Your business might also be offering additional services that address evolving customer needs, even if it doesn’t necessarily boost your bottom-line. A restaurant could start offering delivery services, or offer to-go specials. A local fitness studio could offer to stream classes so customers can take part in them from home. A financial institution could offer free financial or credit counseling services to help customers dealing with new economic concerns. A local grocery store could coordinate with other local businesses to provide a patchwork of services and connections that consumers may have a sudden and urgent need for.
Use your established advertising channels to spread the word about these changes. Email newsletters, social media and TV advertising are easy ways to update customers on the changes you’re making, and why. As those customers try to orient themselves in a fast-changing world, they can learn to recognize your brand as a stable presence they can trust.
ADAPT YOUR POLICIES TO ACCOUNT FOR UNFORESEEN CIRCUMSTANCES
In some cases, businesses may need to relax certain policies or rules that can cause unforeseen discomfort or complications for customers. Cancellation policies and cancellation fees may not be fair or smart to enforce if consumers are facing a public health issue. Late fees for missed bill payments, meanwhile, may only add additional economic strain to customers already dealing with unprecedented financial worries.
While your business isn’t exempt from similar financial strife, it’s important to consider the impact of those policies on your customers, and what that might do for your customer relationships. Relaxing or modifying some of these policies might end up generating much more value just by strengthening those relationships and building trust with your customer base.

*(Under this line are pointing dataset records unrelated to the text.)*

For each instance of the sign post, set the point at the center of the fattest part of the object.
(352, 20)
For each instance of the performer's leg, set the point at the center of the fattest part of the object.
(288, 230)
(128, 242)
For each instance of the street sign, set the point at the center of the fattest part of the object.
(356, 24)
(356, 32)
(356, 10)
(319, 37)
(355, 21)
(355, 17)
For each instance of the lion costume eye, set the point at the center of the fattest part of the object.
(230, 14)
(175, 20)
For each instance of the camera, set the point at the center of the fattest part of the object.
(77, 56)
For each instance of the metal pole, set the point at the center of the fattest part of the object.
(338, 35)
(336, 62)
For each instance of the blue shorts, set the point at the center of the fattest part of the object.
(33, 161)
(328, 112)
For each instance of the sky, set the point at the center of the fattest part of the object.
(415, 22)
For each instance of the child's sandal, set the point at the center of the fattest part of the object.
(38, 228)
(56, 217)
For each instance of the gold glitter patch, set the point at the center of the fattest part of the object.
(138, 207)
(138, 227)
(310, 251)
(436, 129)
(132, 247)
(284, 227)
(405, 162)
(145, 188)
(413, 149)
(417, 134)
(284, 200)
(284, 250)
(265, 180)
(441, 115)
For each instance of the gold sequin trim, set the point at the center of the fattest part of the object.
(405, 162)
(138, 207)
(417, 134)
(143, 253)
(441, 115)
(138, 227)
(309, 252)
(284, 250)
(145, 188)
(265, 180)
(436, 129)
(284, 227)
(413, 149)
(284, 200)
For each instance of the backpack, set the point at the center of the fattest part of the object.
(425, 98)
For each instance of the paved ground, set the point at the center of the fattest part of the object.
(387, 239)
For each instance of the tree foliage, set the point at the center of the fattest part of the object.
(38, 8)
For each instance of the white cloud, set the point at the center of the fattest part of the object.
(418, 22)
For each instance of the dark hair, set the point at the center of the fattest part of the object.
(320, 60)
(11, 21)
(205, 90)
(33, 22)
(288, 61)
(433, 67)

USE YOUR BUSINESS TO OFFER HELP THROUGH TROUBLED TIMES
Businesses may suffer from the financial fallout of public health emergencies, economic recessions, and other major events, but in many cases there are opportunities to modify their current offerings in ways that benefit their customers—and deliver value and trusted service at a time when many consumers are struggling with daily hardships.
Automotive shops across the country, for example, have been offering flexible vehicle drop-off options to minimize contact between customers and workers. Some of those businesses are even offering to come pick up vehicles so that individuals who can’t or prefer not to leave home can get their required maintenance done, while minimizing contact with others.
In other cases, your business can address customer concerns by being transparent about the changes you’re making to improve the safety and/or quality assurance of your work. By staying flexible enough to accommodate your customers’ needs, you can strengthen your reputation as a local business they can trust—and that trust will carry on after these times of uncertainty have gone away.
Even when national and global events bring seismic change to your day-to-day business, economic uncertainty doesn’t mean you have to sit back and absorb the brunt of this fallout. Your customers still have needs, and your business can be a source of solutions. When in doubt, put your customers’ needs first.